Added RUST_BACKTRACE=1 and now I see the following (the logs are actually messier and I tried to clean them up)

tokio-runtime-worker' panicked at 'failed to parse mappings: Bad magic number (at offset 0), ', sgdchain/ethereum/src/capabilities.rs: :4262862, backtrace:

   0: rust_begin_unwind
   1: core::panicking::panic_fmt
   2: core::result::unwrap_failed
   3: graph_core::subgraph::instance_manager::SubgraphInstanceManager<S>::build_subgraph_runner::{{closure}}
   4: <core::panic::unwind_safe::AssertUnwindSafe<F> as core::ops::function::FnOnce<()>>::call_once
   5: tokio::runtime::task::core::Feb 22 16:57:38.576Core< TDEBG, S>tokio::runtime::task::raw::poll
   7: tokio::runtime::scheduler::multi_thread::worker::Context::run_task
   8: tokio::runtime::scheduler::multi_thread::worker::run
   9: tokio::runtime::task::raw::poll
  10: tokio::runtime::task::UnownedTask<S>::run
note: Some details are omitted, run with `RUST_BACKTRACE=full` for a verbose backtrace.
Panic in tokio task, aborting!

azf20 commented 6 months ago

hey @paymog is this specific to this subgraph QmQ4pbd8UFcipKr5z3cYukp6kCj6pYRDYmQv2JYrcLQDBo or do you see this on multiple deployments?

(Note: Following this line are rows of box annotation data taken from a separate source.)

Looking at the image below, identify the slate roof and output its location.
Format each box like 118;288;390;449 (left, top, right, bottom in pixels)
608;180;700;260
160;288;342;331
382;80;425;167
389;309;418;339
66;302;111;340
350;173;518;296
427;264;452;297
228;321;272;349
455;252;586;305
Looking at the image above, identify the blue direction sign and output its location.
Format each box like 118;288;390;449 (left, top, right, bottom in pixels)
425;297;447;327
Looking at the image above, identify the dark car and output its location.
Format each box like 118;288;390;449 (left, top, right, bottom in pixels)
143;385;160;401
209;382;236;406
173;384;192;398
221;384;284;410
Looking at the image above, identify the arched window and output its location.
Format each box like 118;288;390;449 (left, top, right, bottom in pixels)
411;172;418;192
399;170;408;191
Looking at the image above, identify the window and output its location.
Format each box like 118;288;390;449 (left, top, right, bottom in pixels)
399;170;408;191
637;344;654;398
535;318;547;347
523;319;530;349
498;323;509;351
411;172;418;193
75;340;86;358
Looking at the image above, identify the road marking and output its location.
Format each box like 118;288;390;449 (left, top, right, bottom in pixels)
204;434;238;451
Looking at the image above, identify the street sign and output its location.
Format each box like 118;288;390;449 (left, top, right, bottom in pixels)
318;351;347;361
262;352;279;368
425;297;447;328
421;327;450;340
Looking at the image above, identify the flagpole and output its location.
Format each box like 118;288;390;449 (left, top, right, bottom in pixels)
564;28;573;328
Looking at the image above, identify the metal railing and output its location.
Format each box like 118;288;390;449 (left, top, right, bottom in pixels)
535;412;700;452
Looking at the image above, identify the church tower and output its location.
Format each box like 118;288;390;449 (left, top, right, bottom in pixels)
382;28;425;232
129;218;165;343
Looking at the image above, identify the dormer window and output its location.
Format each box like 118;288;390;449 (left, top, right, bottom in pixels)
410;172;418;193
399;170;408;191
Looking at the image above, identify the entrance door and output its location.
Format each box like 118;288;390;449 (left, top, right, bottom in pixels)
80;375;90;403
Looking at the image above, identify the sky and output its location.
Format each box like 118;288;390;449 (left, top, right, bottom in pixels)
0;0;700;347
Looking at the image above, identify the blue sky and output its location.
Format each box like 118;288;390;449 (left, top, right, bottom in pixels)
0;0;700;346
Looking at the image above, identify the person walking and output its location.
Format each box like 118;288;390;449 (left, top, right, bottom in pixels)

paymog commented 6 months ago

turns out this happened because an unbuilt subgraph was deployed into our infra. We mitigated by removing the invalid subgraph. It would be good if graph node could just kill the particular instance manager thread instead of the whole process.

I can't quite remember which ipfs hash was causing the issue - it may have been that one or a different one.

lutter commented 6 months ago

What does 'unbuilt subgraph' mean here? Does that mean AssemblyScript was deployed instead of WASM blobs?

paymog commented 6 months ago

Yup! The subgraph was uploaded without first running graph build so it was assembly script .ts files) and not wasm

lutter commented 6 months ago

Wild. Is there maybe a bug in graph-cli that deployed assembly script sources? Also, I don't recognize the sgdchain/ethereum/src/capabilities.rs file name in the graph-node sources. Is this crashloop happening in vanilla graph-node?

paymog commented 6 months ago

The subgraph wasn't uploaded using the graph cli, it was uploaded using a customer CLI tool. Whoops, I probably didn't clean up the logs perfect, I think the sgd prefix on the path is incorrect. I think the right path is chain/ethereum/src/capabilities.rs. Yup, the crash loop is happening in vanilla v0.34.0

github-actions[bot] commented 3 days ago

Looks like this issue has been open for 6 months with no activity. Is it still relevant? If not, please remember to close it.